夜の房事を終え、乱れた着流しをそのままに煙管をふかす背中を、静かに見つめる。この人の背中には、たくさんの悲しみが背負われているのだろうな、そんなことを思いながら。
いつも煩い蝉時雨が、今日はなりを潜めている。そういえば、近々台風が来るとかで、今晩から天候が悪くなると言っていた。こんな静かな夏の夜は、少し恐ろしい。

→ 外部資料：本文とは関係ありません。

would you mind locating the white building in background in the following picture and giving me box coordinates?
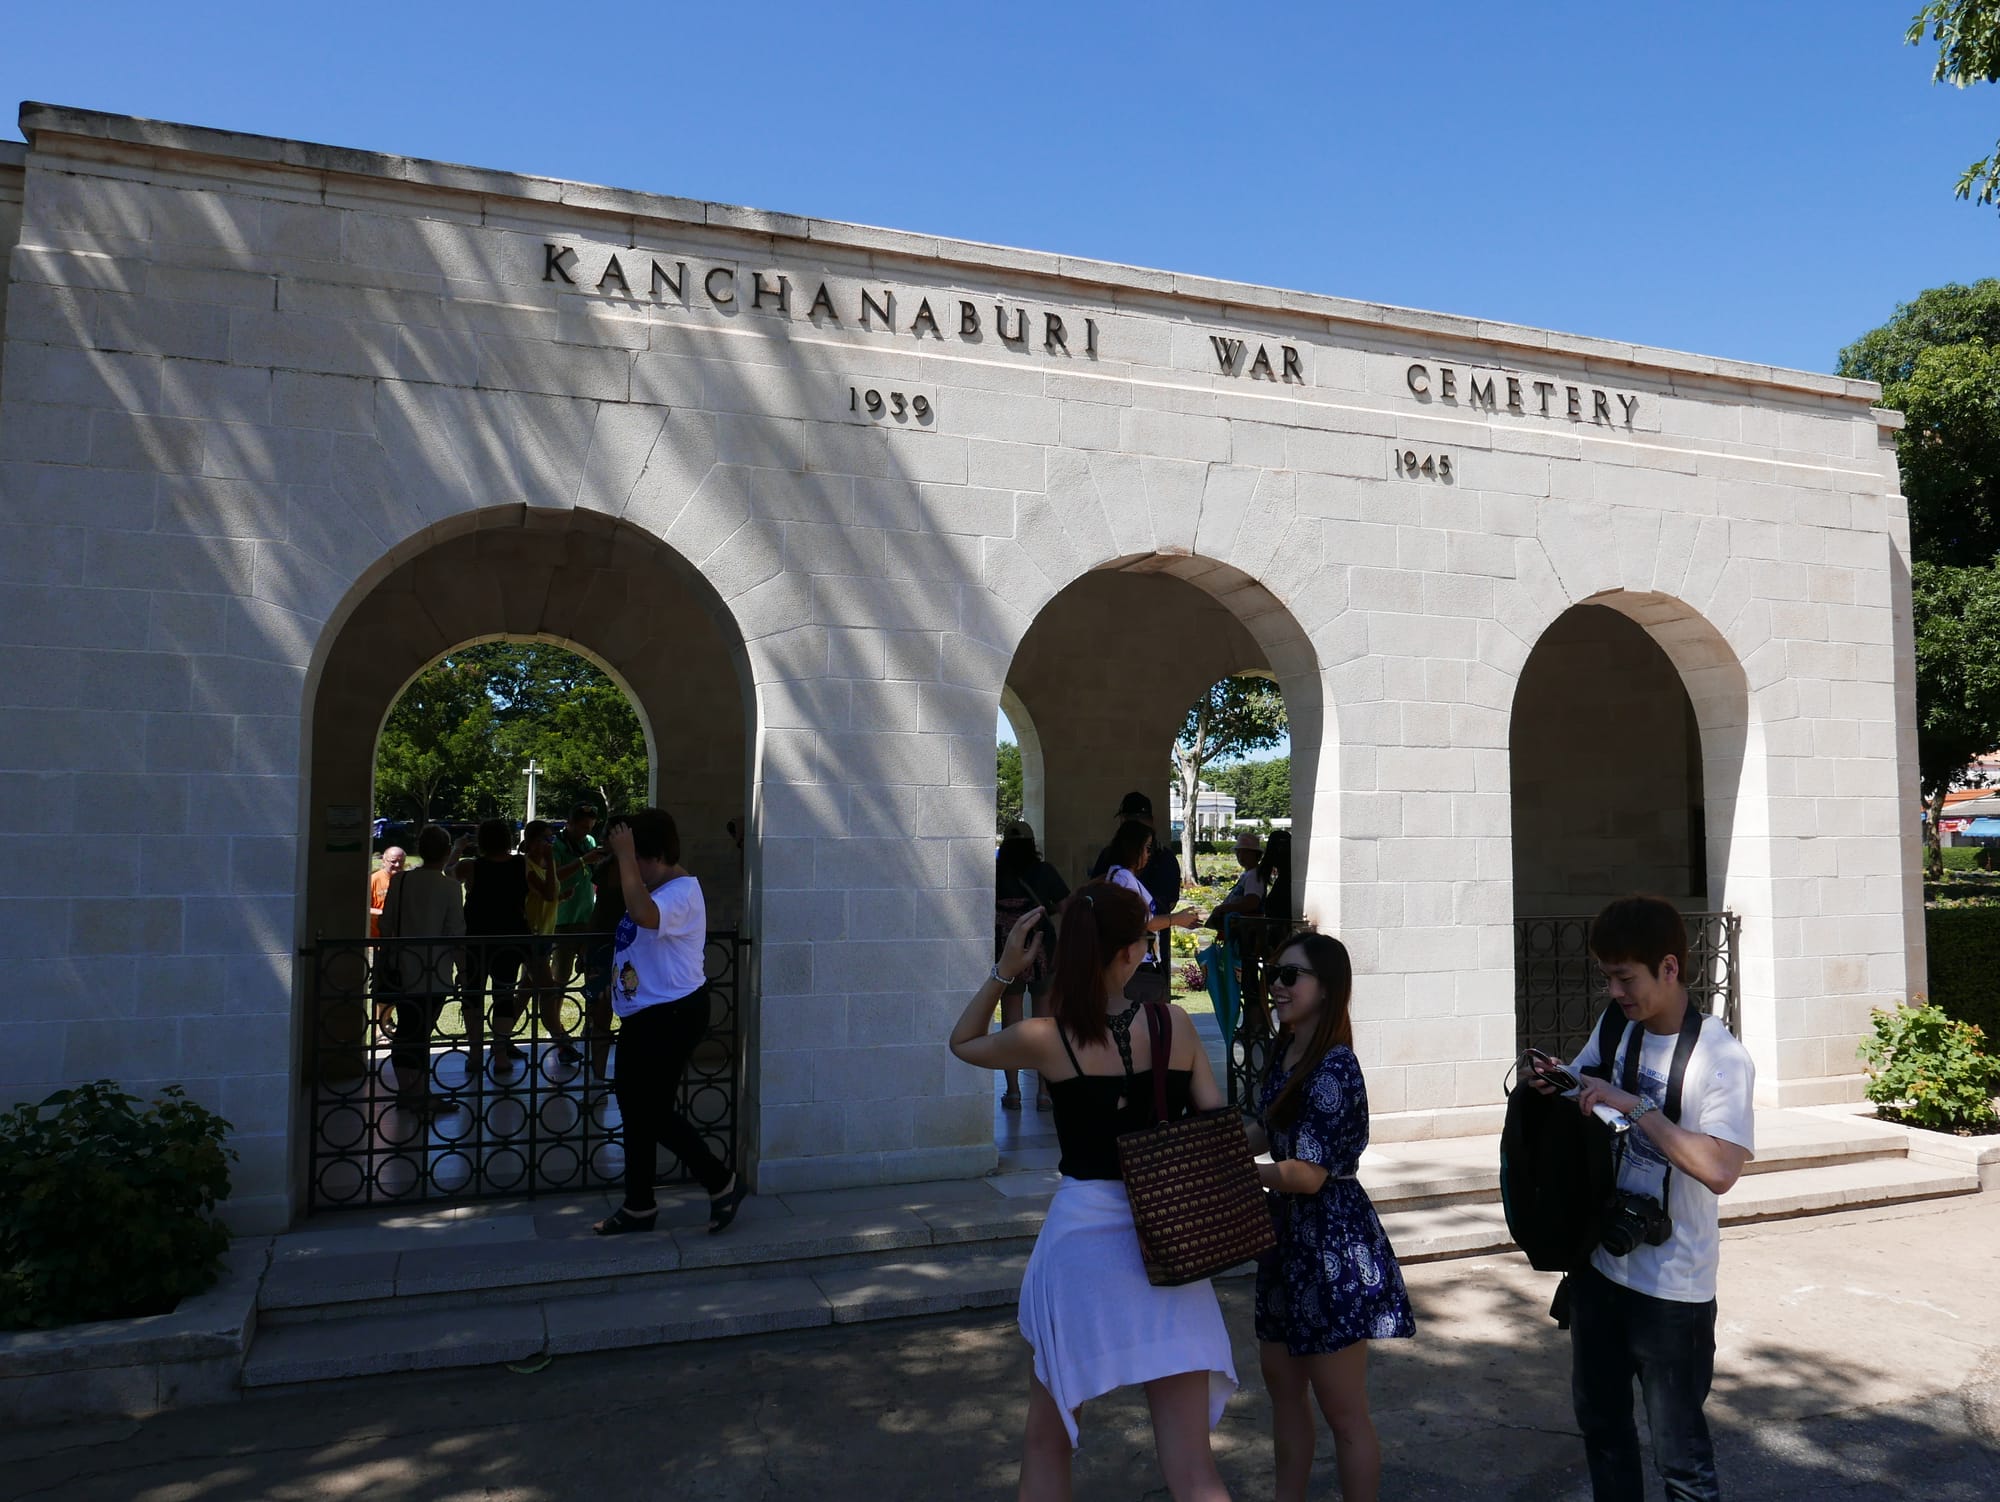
[1168,783,1238,839]
[0,104,1925,1229]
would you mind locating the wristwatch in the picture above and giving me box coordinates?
[1624,1099,1659,1128]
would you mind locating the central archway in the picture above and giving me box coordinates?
[297,505,755,1209]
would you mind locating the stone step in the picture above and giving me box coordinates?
[259,1109,1921,1325]
[242,1154,1979,1390]
[1377,1152,1982,1263]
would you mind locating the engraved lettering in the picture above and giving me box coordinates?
[808,281,838,320]
[862,288,894,328]
[1618,393,1639,424]
[1507,376,1524,412]
[959,300,980,337]
[650,259,686,300]
[1534,380,1556,415]
[1468,373,1496,409]
[705,266,736,305]
[1086,317,1099,357]
[1566,385,1582,419]
[1282,345,1302,382]
[910,298,942,338]
[1593,390,1611,423]
[1212,336,1247,374]
[753,272,790,312]
[1247,344,1275,380]
[996,305,1027,343]
[596,254,630,296]
[1441,367,1457,400]
[1044,312,1068,353]
[543,243,575,284]
[1407,363,1430,396]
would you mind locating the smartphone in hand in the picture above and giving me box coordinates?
[1525,1049,1582,1095]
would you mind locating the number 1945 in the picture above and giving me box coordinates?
[1393,448,1452,481]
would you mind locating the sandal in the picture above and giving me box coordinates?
[707,1174,749,1235]
[593,1205,658,1236]
[1000,1089,1023,1111]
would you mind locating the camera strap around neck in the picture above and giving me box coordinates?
[1610,1001,1705,1203]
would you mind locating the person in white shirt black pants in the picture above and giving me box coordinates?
[592,808,748,1237]
[1528,896,1757,1502]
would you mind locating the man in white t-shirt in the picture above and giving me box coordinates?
[1535,896,1756,1502]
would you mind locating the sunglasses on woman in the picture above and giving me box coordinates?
[1269,964,1317,986]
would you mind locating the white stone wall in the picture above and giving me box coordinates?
[0,106,1921,1221]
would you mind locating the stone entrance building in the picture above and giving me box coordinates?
[0,105,1923,1230]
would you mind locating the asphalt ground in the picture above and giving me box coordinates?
[6,1194,1998,1501]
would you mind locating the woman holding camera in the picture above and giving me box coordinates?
[1250,930,1414,1502]
[949,881,1237,1502]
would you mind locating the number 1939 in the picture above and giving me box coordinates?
[849,387,933,424]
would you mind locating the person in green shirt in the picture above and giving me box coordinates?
[552,805,606,1067]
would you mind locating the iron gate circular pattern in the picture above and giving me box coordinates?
[1513,912,1741,1061]
[307,931,746,1211]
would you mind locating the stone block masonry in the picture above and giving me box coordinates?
[0,103,1921,1223]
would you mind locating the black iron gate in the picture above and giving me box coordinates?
[304,930,745,1210]
[1513,910,1741,1061]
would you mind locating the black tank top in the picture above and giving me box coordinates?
[1047,1011,1195,1181]
[463,855,529,935]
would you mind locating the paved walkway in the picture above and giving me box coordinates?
[9,1195,1997,1500]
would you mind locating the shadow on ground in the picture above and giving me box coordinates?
[6,1221,1998,1502]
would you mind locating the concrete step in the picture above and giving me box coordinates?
[242,1155,1981,1389]
[1376,1152,1982,1264]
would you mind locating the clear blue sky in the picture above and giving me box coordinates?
[5,1,1993,754]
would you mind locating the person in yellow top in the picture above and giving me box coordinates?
[519,820,577,1064]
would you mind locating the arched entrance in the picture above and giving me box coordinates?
[297,506,754,1209]
[993,555,1322,1150]
[1510,593,1755,1058]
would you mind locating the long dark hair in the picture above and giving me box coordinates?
[996,833,1040,889]
[1260,829,1293,923]
[1266,929,1355,1129]
[1106,818,1152,872]
[1048,880,1149,1045]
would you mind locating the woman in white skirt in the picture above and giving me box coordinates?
[949,879,1237,1502]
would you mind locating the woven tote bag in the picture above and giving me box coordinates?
[1116,1002,1275,1287]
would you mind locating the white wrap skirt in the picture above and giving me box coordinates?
[1017,1176,1238,1448]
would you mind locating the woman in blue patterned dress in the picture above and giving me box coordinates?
[1249,930,1415,1502]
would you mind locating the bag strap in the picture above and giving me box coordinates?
[1613,1002,1706,1207]
[1143,1001,1171,1125]
[1581,1003,1627,1082]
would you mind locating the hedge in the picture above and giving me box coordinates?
[1926,904,2000,1043]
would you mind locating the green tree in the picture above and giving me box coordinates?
[1172,677,1286,875]
[996,740,1023,835]
[1909,2,2000,207]
[373,644,651,827]
[534,679,651,816]
[373,659,505,826]
[1913,563,2000,861]
[1839,283,2000,873]
[1206,755,1291,822]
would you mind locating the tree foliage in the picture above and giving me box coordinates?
[1172,677,1286,875]
[1840,282,2000,873]
[996,740,1023,835]
[1909,1,2000,208]
[1206,755,1291,822]
[374,644,649,825]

「晋助様、そろそろ眠りに就きましょう。明日も早いのですから」
「あァ」
「わたしは、自室に戻った方が?」
「いや、ここに居ろ」
「はい」
遠い月を眺めながら彼が何を考えているのか、わたしには到底理解できない。彼は自分一人で何でも出来てしまうから、とっとと先を歩いて行ってしまう。わたしは、いつもそれが悲しくて仕方がない。わたしが彼の傍に居られるのは、彼がわたしの身体を求めたその夜と、偶に朝寝を許されたときだけなのである。
「なァ、名前よ」
「なんでしょう」
「お前は何故、ここにいる」
「え…?」
「俺はお前の頭脳を買ってる。そして、女としても。だが俺は、お前に未来を与えてやることは出来ない」
「はい」
「だから、常に選択肢を与えている。この船を降りることを、咎めたりしない」
「はい…」
「それを踏まえて聞く。お前は何故、ここにいる」
「それは…」
そんなこと、聞かなくてもわかってるくせに。ああ、彼は、なんでも一人で完璧にこなすことが出来るけれど、たかが二十代の男なのだ。男なんて、みんな子供だ。そう、そうなのだ。彼も本当は、ちょっとやんちゃの過ぎるただの寂しがりの子供なのだ。
「わたしがここにいるのは、晋助様をお慕いしているから、只それだけです。総督であるあなた様と、男であるあなた様を、心からお慕いしているのです」
「はっ、とんだ酔狂な女だ」
「ふふ、誉め言葉として頂戴しますね」
そっと煙管を置いて振り返った彼は、わたしの身体をゆっくりと床に倒す。月明かりだけでは表情を伺いきれなかったが、少し子供っぽい目元をしていたのは確認できた。…今夜は目一杯、甘やかして差し上げよう。
いつもは腕枕をしてくれる彼が、わたしの胸に顔を埋めて小さくなっているもんだから、わたしは彼の母親にでもなった気分で、ありったけの愛を込めて、優しく抱きかかえ、髪を撫でる。
「名前」
「はい?」
「愛してる、愛してる」
「はい、わたしも」
それがわたしだけに向けられた真実の言葉かどうかは、もうどうでもいい。